Jesus asks us to consider the lilies and behold the birds because every experience we have of the holy is grounded in the physical world we live in, the bodies we inhabit. God calls us to live an integrated life, a life in which our words and our worlds, our beliefs and our bodies, our creed and God’s crea­tion infuse, enrich, mirror, and reinforce each other.

This integration isn’t Christianity’s side dish; it’s the main course. It’s why we’re here: to notice, to reflect, to repair, and to multiply beauty. To be co-makers, because “when we make,” says artist Makoto Fujimura, “we invite the abundance of God’s world into the reality of scarcity all around us.”    

But we can’t do this if we keep our faith lives tethered to abstractions, if we live a Christianity of the mind. Our faith is meant to be glimpsed, grasped, tasted, smelled, swallowed, and savored.

So I’m learning these days to cultivate a belief akin to Wendell Berry’s, who tells us that “there are no unsacred places; there are only sacred places and desecrated places.” A belief that honors St. Benedict’s conviction that God is alive in the details, present in the concrete realities of everyday life, such that every tool, every utensil we take up can be considered sacred. A belief that affirms Barbara Brown Taylor’s sense that our world is “so thick with divine possibility that it is a wonder we can walk anywhere without cracking our shins on altars.”
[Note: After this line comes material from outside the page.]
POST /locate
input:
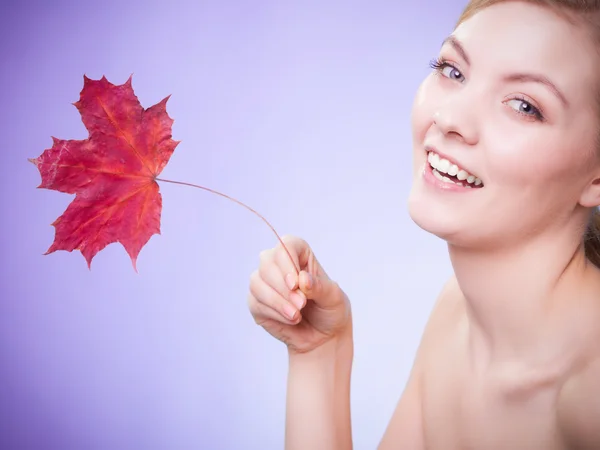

In the end, the Jesus who asks us to “consider” and “behold” is the same Jesus who asks us to seek justice, healing, wholeness, and liberty for this pain-filled world. Why? Because it’s only when we know how to apprehend and honor the beautiful that we’ll respond appropriately when the beautiful is mistreated, diminished, denied, or destroyed. We won’t protect what we don’t love or respect what we don’t notice. So consider the lilies. Behold the birds. They are the poems of God.